Friending The Freagle: How A Few People Are Adopting Traumatized Lab Beagles?

By PRIYA ANAND | INNLIVE

When Chinthana Gopinath adopted Sasha, her identity was a mere number 8699640. Used as a subject for drug toxicity tests in a Bengaluru-based laboratory for four years, the beagle was emotionally and physically scarred.

"She had no muscle mass, her spine was bent, and her body emanated a chemical odour that didn't go for a few months," says Gopinath, who runs Pupcake, a Bengaluru bakery specializing in healthy canine treats. "She'd also cower at the sight of a man, and flinch and shiver if her paws were touched."

At the lab she was probably handled by male assistants who'd draw blood several times a day from her body.

Today, with loads of love and patience, Sasha, one of 102 beagles released from a lab in 2013, is a happy dog who loves curd, cheese and long walks. "She now goes running to the door to greet guests, men and women alike," says Gopinath, who volunteers with the NGO, Compassion Unlimited Plus Action.

Beagles are used in labs because of their temperament and size. "They are easy to handle and can be shipped because they are small," says Dr Shiranee Pereira, former member of the Committee for the Purpose of Control and Supervision of Experiments on Animals (CPCSEA). Till a few years ago, these animals lived in silent hells. Pereira has seen dogs being used "more than 100 times over in pharmacokinetic studies to study the dynamics of what a drug or pesticide would do to the system of an animal." They would be used with just seven-day washout periods in between till they collapsed. "In 2012, I suggested that there should be a national policy limiting the use of dogs and also a time frame when they need to be rehabilitated," says Pereira.

Finally, in 2015, the CPCSEA Guidelines for the Reuse and Rehabilitation of Dogs were issued, laying down that dogs could be used in toxicity studies only for a maximum three years, had to be kept healthy, and couldn't be used for both testing and breeding.

With labs releasing the freagles (as freed beagles are sometimes called), NGOs are seeking loving homes for the traumatized animals. Applicants are thoroughly screened as people need to know what they will have to deal with. For instance, care has to be taken to enclose balconies."These dogs do not have the concept of height and are known to jump off in panic at sudden sounds or run away to explore," says Gopinath.

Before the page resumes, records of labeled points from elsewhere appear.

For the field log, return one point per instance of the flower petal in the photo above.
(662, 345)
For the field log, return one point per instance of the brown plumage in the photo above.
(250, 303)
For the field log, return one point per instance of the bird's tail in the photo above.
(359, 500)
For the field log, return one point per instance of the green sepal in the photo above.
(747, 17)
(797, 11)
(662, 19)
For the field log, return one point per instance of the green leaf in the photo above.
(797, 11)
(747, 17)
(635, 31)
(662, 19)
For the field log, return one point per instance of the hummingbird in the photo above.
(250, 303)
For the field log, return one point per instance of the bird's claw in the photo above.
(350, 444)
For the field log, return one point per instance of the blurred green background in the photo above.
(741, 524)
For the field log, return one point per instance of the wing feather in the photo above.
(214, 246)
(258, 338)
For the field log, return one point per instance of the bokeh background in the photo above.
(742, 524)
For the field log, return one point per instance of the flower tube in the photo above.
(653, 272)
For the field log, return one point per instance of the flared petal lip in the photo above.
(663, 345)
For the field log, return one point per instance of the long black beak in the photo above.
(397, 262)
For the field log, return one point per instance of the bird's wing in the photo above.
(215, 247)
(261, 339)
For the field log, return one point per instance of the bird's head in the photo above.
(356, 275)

Pune-based Ajay Palekar adopted a beagle in 2013.When he got Oscar home, he was malnourished and weighed about 6kg. Today , he weighs almost 13kg, has taken a shine to Palekar's boxer, Elvis, and become outgoing. "Earlier, he'd run and hide under the table," says Palekar.

Kolkata-based Anup Hela chose a dog no one wanted. "Duke was the oldest of the lot at 11, had testicular cancer, was bow-legged and had missing teeth," says Hela, who adopted him in 2012. "The first time he saw sunlight, he squinted and howled."

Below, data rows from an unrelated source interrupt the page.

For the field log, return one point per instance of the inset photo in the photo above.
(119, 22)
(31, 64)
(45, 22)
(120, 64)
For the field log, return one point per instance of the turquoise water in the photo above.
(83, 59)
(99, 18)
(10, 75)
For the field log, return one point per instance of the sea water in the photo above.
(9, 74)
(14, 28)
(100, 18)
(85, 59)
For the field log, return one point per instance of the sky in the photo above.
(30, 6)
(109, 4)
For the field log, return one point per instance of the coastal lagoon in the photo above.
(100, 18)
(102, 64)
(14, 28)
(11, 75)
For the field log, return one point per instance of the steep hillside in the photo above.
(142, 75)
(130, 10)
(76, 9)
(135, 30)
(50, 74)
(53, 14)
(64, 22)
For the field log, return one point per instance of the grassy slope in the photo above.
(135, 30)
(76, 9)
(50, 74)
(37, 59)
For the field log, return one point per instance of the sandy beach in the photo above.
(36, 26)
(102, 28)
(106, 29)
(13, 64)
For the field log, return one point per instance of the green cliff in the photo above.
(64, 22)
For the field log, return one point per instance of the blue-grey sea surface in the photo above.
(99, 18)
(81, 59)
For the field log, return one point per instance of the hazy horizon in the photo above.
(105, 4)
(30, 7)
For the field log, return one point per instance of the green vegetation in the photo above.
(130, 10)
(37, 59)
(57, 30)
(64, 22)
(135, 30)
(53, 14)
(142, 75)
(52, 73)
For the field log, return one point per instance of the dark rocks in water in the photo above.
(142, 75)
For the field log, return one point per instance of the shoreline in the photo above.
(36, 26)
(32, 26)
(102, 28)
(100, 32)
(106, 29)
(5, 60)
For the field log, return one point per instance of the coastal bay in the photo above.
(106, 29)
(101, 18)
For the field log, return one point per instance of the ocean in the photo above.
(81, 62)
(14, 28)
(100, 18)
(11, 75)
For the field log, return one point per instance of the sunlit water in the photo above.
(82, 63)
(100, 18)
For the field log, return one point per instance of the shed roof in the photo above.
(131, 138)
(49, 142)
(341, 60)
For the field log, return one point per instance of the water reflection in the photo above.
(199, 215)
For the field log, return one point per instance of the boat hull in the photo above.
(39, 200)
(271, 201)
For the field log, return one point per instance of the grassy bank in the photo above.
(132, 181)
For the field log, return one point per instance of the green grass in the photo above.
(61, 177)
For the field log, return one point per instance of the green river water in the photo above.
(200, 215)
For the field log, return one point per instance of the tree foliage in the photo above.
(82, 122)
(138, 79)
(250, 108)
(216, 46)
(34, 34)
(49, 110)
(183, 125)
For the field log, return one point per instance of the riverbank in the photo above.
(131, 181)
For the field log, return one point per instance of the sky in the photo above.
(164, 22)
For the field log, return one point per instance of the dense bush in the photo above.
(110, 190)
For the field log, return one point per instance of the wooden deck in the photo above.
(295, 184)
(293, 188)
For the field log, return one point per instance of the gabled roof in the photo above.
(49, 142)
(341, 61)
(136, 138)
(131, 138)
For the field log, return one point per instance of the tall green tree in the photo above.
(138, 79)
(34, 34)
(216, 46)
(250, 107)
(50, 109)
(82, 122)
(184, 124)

Hela and his brother, who were then in Bengaluru, juggled their schedules so Duke was never left alone; they even moved to a new house as their landlord had a problem with dogs. "Even now, strangers cannot suddenly approach him and he gets freaked out by people wearing white clothing," says Hela."But he is the Benjamin Button of the dog world. Though almost 14, he doesn't look or behave like it."

Chennai-based architect Saranya Sundarraj, 29, has chosen to work mainly out of home so she can be there for her beagle, Oliver, whom she adopted in February this year. "He was not tested upon, but when I got him, he was very restless, and everything scared him so he would hide under the bed and eat only after I switched off the lights and went to bed," she says. "The first day he peed in the food bowl, probably a habit he acquired in the cage as a way of keeping his environment clean."

To help people with parenting lab beagles, Hela and Gopinath started a Facebook page, Beagle Brigade . "It is meant as a platform to share stories and milestones. For example, if a lab beagle climbs stairs for the first time, barks or plays with a toy for the first time, it is a very big deal," says Gopinath.

It also serves as a support system and a guide for those who want to adopt one. "Rules that apply to other dogs don't apply to lab beagles when it comes to teaching them toilet manners and leash walking. This is a forum where we share our knowledge," says Gopinath.